Thus, to show that Evanston had a duty to defend Orange & Blue, Orange & Blue must show that the injury alleged in the underlying lawsuit "fairly and potentially" fell under the policies' coverage for "property damage."

B. Analysis

1. Analysis "Eight Corners" Rule

I begin my analysis by considering whether the "Eight Corners" of the Evanston policies and the amended complaint filed in the Underlying Lawsuit triggered Evanston's duty to defend Orange & Blue in the Underlying Lawsuit.

In its Motion, Orange & Blue argues that Evanston had a duty to defend Orange & Blue once Orange & Blue provided Evanston with a copy of the amended complaint from the Underlying Lawsuit. (DE 45 at 13-14); (see also DE 59 at 4, Orange & Blue's Reply). On October 4, 2017, Orange & Blue notified R.N. that R.N.'s insurer, Evanston, had a duty to defend Orange & Blue in the underlying lawsuit. (DE 66-20). R.N. later notified Evanston of its duty to defend and Evanston acknowledged receipt of Orange & Blue's request for additional coverage on November 9, 2017. (DE 45 at 7 ¶ 13, Orange & Blue Statement of Material Facts); (DE 51 at 3 ¶ 13, Evanston's Response to Orange & Blue's Statement of Material Facts).

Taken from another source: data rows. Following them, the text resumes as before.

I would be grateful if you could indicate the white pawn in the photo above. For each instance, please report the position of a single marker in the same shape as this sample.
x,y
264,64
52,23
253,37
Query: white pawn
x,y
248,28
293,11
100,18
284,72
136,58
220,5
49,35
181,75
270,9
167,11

Orange & Blue advanced this belief because according to it, the allegations within the amended complaint from the Underlying Lawsuit "fairly and potentially" fell under Evanston's insurance policies. In other words, Orange & Blue advances the theory that the allegations within the amended complaint "fairly and potentially" encompass damages caused by R.N.'s defective work, meaning that upon notification of the suit, Evanston had a duty to defend Orange & Blue. (DE 45 at 13-14); (see also DE 59 at 4, Orange & Blue's Reply). Orange & Blue attached a copy of the amended complaint to its letter. (Id.).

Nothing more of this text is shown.